Sunday, October 5, 2014
Taking place ten years after the first film, it sees FBI Agent Clarice Starling (Julianne Moore) in a lousy position with her job on the line after a botched bust, no respect from her peers (one of whom is Ray Liotta at his slimy best) and in general, one thoroughly screwed individual. She gets pulled into a scheme by one of Hannibal Lecter's victims, a gruesomely disfigured rich guy named Mason Verger (Gary Oldman in an uncredited performance) who wants revenge on the good doctor and then... Well, things get sort of convoluted.
Honestly, the film is a bit of a bore whenever Anthony Hopkins isn't on screen. Julianne Moore is a good actress and she's a fine replacement for Jodie Foster but the stuff they have her do and go through could have been done by any actress. As with the first one, she is constantly second guessed and doubted by her male superiors but unlike the first one film where it was sort of subtle and worked, here it just feels played out and obvious. The bizarre romantic undertones between her and Lecter from the first film are also revisited here, they work okay but slow down things a little too much for my liking.
Fortunately, large swathes of the movie are given to Anthony Hopkins and his demented character. While he was creepy as hell as a supporting character in the first film, his lead role here turns the movie at times into an extremely gruesome take on every Vincent Price movie from the early seventies. Hopkins is good in this more over the top version of Lecter and he has some wonderful exchanges with Italian cop named Pazzi (Lecter is hiding out in Italy, posing as an art expert) played by Giancarlo Giannini who is suspicious of him. Pazzi is eventually bribed by Verger to arrange for Lecter to be captured and the scene where Hannibal gets his revenge on the cop is a lovely bit of grand guignol as Hopkins channels his inner Vincent Price while killing the man in a nicely disgusting manner.

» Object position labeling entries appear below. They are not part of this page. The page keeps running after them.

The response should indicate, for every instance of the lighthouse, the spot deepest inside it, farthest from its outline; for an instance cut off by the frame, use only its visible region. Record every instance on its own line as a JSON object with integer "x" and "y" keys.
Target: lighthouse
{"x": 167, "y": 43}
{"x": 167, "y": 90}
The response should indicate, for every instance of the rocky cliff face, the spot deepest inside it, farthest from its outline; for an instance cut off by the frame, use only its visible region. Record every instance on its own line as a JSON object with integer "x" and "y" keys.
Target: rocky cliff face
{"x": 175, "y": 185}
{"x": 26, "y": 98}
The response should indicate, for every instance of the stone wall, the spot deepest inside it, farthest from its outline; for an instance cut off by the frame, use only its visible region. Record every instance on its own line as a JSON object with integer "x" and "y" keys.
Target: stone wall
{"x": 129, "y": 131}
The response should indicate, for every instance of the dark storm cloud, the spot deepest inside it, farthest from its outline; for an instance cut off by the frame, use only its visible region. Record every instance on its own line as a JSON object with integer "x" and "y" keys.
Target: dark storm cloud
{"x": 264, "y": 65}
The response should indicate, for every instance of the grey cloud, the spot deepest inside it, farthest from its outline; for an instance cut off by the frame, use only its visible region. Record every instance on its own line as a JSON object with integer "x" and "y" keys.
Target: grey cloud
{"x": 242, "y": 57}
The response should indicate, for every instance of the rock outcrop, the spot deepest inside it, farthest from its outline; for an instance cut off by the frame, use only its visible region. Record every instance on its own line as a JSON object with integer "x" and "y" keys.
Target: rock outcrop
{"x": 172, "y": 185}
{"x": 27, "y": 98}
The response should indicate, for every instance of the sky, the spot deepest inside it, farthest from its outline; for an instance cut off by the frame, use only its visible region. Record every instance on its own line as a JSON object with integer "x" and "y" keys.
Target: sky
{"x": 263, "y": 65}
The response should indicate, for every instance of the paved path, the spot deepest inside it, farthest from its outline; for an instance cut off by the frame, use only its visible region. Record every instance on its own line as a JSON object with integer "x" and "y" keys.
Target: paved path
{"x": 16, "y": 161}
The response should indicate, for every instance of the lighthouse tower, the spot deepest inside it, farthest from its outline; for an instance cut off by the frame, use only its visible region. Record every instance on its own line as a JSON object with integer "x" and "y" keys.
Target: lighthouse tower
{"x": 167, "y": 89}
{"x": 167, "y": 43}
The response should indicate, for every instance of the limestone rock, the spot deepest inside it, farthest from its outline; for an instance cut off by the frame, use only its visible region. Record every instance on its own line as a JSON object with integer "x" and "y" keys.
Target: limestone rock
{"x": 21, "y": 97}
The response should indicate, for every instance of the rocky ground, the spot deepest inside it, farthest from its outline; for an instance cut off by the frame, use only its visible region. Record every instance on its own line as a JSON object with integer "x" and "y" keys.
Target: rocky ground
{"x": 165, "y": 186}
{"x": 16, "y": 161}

He tops this later during the finale where he captures the Ray Liotta character after abducting Clarice after saving her life and forcing her to watch as he feeds Liotta bits of his own brain. It's a hell of a showstopper, honestly one of the grossest things I've ever seen in a movie and makes the more emotional psychological showdown between Lecter and Clarice almost an afterthought.
Overall though, the film has to be considered a failure as a sequel to the original. It substitutes subtle eerie moments for more over the top theatrics (Hopkins and Oldman chew so much scenery that there is literally nothing left for the other actors to dig into) and in the end it is just as unsatisfying as the book it was based on... Though not as weird. It's too long, the pacing is off and at the end of the day it's not a great sequel to the original.
It is, however, modestly entertaining if you look at it as the greatest movie Vincent Price never made. I don't know, maybe I'm just a sucker for Dino DeLaurentiis productions.